According to a landmark study of 208 patients in 1975, approximately two-third of patients with depression or anxiety, and 50% of those with OCD demonstrated improvement. However, although this procedure is just as effective as the cingulotomy, it appears to cause more side effects. Approximately 2% demonstrated postoperative seizures, and almost 7% demonstrated negative personality traits after surgery. For this reason, the subcaudate tractotomy is rarely, if ever, performed as a stand-alone procedure in the U.S.  Subcaudate tractotomy is a procedure that targets the white matter in the brain.

Limbic Leucotomy

Another important development for treatment-resistant psychiatric disorders is limbic leucotomy. Limbic leucotomy has been used since the mid-1970s to treat MDD and of course, OCD. This procedure is essentially a combination of anterior cingulotomy and subcaudate tractotomy.

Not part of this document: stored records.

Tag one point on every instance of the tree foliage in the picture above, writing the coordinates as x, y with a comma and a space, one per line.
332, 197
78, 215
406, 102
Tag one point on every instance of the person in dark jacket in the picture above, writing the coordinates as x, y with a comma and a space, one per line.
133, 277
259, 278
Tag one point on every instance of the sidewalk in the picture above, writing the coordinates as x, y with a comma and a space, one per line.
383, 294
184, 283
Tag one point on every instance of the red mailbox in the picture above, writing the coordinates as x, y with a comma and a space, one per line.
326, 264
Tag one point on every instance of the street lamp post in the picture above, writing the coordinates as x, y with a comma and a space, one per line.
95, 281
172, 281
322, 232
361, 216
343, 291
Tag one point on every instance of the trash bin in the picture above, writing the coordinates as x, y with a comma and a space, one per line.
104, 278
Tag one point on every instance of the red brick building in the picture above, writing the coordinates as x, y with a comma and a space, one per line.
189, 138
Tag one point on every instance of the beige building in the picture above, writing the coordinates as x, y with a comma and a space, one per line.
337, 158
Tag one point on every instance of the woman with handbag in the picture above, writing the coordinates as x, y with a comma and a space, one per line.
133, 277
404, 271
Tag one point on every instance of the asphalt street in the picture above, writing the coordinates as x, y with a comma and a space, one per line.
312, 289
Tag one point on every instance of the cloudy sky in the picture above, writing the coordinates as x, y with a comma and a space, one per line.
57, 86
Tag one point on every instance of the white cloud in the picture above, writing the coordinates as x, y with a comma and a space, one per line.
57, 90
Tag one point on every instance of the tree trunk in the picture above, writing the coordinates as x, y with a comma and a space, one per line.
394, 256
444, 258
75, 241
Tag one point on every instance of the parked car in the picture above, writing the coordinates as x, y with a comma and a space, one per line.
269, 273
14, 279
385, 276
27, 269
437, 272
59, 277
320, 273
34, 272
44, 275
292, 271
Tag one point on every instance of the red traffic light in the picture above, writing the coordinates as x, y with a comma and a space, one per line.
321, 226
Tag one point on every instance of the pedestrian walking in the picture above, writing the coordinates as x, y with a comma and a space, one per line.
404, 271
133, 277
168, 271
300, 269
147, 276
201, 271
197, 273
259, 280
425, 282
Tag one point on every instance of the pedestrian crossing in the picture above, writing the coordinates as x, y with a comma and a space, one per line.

It is usually done if a patient doesn’t respond to anterior cingulotomy. A 2013 study found a 73% rate of symptom improvement in patients with OCD and severe MDD who did not initially respond to anterior cingulotomy. The side effects, which appear to be short term, include transient hallucinations, amnesia, and mania.

Recovery and Prognosis

For the vast majority of patients, response and/or recovery is a slow process. Most patients spend at least two to three weeks in the hospital following psychosurgery. Most people are able to tell if the treatment worked nine to 12 months after surgery.